Depois de 15 meses do novo Governo, e sem que surjam indícios de mudanças na política econômica, amplia-se o número de pessoas questionando a conduta governamental. A discussão tem estado centrada nas taxas de juros, colocando na berlinda o Ministério da Fazenda e o Banco Central, que comandam as decisões.

É irreal falar-se que a política econômica tenha algum gestor com comando efetivo, ou que possua alguma direção. Mais apropriado seria admitir que a Fazenda e o Banco Central se deixam comandar pelos humores de um enigmático mercado, que apóia com entusiasmo a passividade do Governo, na medida em que este proporciona a liberdade de movimentação de capitais – o vai-e-vem que trouxe, e levou, perto de US$ 300 bilhões desde 1995, primeiro ano do Plano Real; como também apóia a valorização crescente do dólar, mantido constante para afastar qualquer risco de câmbio sobre os movimentos especulativos decapitais; e festeja os aumentos de impostos e os superávits fiscais, com o que o Governo, se por um lado aprofunda a crise, por outro repete as tentativas infrutíferas de
fazer receitas que cubram as despesas com juros.

Mercado este que se entusiasma com os acordos do país com o FMI, que empresta dólares não para financiar desequilíbrios externos do Brasil, mas, sim, para garantir que, apesar de enfrentar uma dívida impagável, o país não recorrerá ao controle de capitais de curto prazo.

Como, nesse cipoal do não fazer, coloca-se a resistência do Banco Central em reduzir as taxas de juros? É claro que a respostanão é fácil, pois, afinal, nem nesse ponto os responsáveis pela inação mantêm uma versão lógica, justificando a opção; aliás, as versões vão sendo mudadas à medida em que o tempo passa.

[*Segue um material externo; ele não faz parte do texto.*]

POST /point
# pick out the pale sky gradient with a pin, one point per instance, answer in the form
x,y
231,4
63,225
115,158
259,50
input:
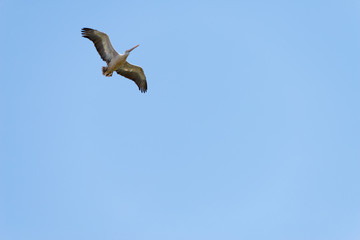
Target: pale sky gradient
x,y
250,128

Primeiro se dizia que os juros não podiam ser reduzidos porque a inflação ainda não havia sido derrotada, em um raciocínio que, implicitamente reconhecia que a manutenção de juros reais elevados era uma necessidade para atrair recursos que financiassem a dívida externa e a dívida pública.

Noutro momento, o Governo bate de frente com a lógica, recorrendo a dogmas monetaristas insanos, justificando os juros como instrumento para conter a demanda. Isso numa economia estagnada, travada, inviabilizada pelo aumento brutal da carga tributária, numa ação suicida voltada para a tarefa de tentar conseguir pagar os juros dos temíveis gêmeos produzidos pelo Plano Real: o endividamento externo do país e o endividamento público interno e externo.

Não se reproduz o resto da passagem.